It’s been a very long time since I added anything here. What can I say? Things have just been so busy for me and most of the time, I do things on a whim anyway. And now, I’m only back to add something because I already wrote an article for another blog of mine. Still, since I think the subject fits in here, I’d like to share it here with you all:
This past weekend, I had the chance to observe a debate competition. While watching the kids, I noticed they were making arguments that broke a couple of logic rules. I don’t mean to take anything away from the kids as the competition was great and these logical fallacies are made by many people from all walks of life. So here I am, inspired to summarize some of the most common ones below:
False Analogy: An argument by analogy in which the analogy is poorly suited. In other words, you try to make a comparison between two ideas or objects that seemingly have similar characteristics, but the comparison does not hold up. Major example relevant to the world right now is this. Most extremists follow Islam. Therefore, Islam is a religion that propagates extremism.
Confirmation Bias: This is the tendency to favor information that confirms one’s beliefs or hypotheses and to ignore information that disagrees with one’s point of view. This is a common concept in psychology and one that afflicts the “internet age.” With the abundance of (faulty) information out there, people can usually just google for information that fits in with a preconceived conclusion. Think the current vaccine issue and climate change deniers.
False Attribution: This is when someone appeals to an irrelevant, unqualified, unidentified, biased, or fabricated source in support of an argument. For the most part, you can file this under a “duh” compartment but I wanted to point out anyway that this is a legitimate problem with certain arguments. We all know that one person who cites something like “spiritual science” (what the heck is that anyway?!) as a legitimate source.

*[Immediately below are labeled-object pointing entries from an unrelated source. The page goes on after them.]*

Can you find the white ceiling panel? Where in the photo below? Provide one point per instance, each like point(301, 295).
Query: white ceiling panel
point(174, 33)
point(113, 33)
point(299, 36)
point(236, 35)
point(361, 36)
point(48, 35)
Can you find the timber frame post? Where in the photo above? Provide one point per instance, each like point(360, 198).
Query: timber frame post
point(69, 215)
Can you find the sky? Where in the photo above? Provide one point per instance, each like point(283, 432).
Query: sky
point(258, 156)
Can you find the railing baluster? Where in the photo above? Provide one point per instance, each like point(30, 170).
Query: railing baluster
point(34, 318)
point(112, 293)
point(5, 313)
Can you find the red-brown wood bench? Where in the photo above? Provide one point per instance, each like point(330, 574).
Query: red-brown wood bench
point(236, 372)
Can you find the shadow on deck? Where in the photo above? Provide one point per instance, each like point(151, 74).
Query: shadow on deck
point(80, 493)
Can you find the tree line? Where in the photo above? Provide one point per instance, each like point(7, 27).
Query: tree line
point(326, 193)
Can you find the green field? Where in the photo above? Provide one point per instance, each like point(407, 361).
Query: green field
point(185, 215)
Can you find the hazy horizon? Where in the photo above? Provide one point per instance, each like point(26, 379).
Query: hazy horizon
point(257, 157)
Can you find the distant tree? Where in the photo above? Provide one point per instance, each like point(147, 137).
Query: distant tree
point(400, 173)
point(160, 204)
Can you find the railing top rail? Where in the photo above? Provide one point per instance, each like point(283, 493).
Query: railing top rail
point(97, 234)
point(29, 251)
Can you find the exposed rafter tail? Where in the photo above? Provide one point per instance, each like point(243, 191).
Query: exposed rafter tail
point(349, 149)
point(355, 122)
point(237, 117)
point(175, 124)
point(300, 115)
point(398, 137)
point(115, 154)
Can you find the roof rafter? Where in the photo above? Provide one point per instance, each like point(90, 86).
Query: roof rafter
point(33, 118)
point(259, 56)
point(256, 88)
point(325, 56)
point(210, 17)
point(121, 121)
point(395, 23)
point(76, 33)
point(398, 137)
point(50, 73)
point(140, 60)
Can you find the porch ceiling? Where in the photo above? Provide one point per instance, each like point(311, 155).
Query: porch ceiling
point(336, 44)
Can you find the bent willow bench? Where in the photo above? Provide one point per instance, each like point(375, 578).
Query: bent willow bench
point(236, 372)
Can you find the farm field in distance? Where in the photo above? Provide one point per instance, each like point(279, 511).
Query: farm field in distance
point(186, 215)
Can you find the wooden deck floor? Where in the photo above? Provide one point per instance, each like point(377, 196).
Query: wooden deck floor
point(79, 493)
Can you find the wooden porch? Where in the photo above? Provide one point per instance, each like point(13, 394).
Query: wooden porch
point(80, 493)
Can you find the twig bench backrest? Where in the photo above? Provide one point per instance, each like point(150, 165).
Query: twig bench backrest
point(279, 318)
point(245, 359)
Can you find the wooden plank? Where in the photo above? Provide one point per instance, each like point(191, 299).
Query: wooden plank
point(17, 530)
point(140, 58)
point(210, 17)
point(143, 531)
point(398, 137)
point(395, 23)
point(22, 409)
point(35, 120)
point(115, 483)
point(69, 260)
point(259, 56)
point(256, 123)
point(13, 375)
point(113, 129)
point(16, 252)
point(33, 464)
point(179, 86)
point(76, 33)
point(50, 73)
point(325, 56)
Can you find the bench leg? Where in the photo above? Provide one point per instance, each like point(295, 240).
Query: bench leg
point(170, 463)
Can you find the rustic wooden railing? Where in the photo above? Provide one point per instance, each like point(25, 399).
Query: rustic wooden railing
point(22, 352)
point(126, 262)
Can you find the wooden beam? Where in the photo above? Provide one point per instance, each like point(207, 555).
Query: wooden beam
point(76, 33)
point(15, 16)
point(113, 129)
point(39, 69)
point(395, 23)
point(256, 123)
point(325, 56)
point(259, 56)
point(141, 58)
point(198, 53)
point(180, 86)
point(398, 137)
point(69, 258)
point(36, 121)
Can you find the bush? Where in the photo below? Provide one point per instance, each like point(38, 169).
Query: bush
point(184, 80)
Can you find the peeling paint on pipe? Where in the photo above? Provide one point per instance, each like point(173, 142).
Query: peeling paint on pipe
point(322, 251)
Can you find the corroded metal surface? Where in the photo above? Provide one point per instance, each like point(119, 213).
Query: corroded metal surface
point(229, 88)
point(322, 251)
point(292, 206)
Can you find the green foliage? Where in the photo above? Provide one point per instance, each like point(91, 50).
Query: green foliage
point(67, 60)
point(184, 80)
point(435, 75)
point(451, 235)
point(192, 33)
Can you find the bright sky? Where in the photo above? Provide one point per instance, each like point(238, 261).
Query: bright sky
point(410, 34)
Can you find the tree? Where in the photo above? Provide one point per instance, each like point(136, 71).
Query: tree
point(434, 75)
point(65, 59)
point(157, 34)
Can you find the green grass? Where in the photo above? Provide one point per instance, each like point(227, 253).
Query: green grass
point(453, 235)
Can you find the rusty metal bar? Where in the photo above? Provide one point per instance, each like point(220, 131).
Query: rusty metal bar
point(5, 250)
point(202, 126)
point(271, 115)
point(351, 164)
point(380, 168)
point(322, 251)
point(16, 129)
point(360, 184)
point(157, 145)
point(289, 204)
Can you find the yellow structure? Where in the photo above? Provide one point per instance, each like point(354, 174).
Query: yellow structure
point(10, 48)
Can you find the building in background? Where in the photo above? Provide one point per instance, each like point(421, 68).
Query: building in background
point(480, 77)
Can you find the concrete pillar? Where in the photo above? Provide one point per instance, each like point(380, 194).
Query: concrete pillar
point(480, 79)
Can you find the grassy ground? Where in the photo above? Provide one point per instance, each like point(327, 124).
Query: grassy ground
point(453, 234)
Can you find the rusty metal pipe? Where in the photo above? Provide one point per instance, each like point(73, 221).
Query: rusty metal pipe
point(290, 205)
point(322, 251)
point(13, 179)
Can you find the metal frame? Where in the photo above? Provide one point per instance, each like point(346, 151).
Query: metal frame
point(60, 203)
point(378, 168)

False Dichotomy: This is when two alternative theories are held to be the only options, when in reality, there are more. This type of arguing is favored quite heavily by the “with me or against me” crowd.
Hedging: Using words with ambiguous meanings, and then changing the meanings later on. This is used quite often by the “smooth talkers” out there.
Raising the Bar: This is when evidence presented in response to a specific claim is dismissed and some other (often greater) evidence is demanded. For those that love using this method, almost no evidence is ever enough.
Aside from these common logical fallacies, there’s also another special category called “red herring”, which is basically providing a response that is irrelevant and draws attention away from the subject of argument. Some of those are presented below:
Ad hominem: Attacking the arguer instead of the argument. If you’re a fan of law dramas, you should have seen this mentioned quite often on TV.
Appeal to Authority or Accomplishment: This is when an assertion is deemed true because of the position or accomplishment of the person making the argument. “Trust me, I’m a doctor.” “I know what I’m talking about because I went to Harvard.” You get the point.
Appeal to Tradition: A conclusion supported solely because it has long been held to be true. In other words, just because something “has always been this way” does not mean it is true. The was most prominently seen during the time of Galileo when many people still held on to the idea that the Earth revolved around the sun.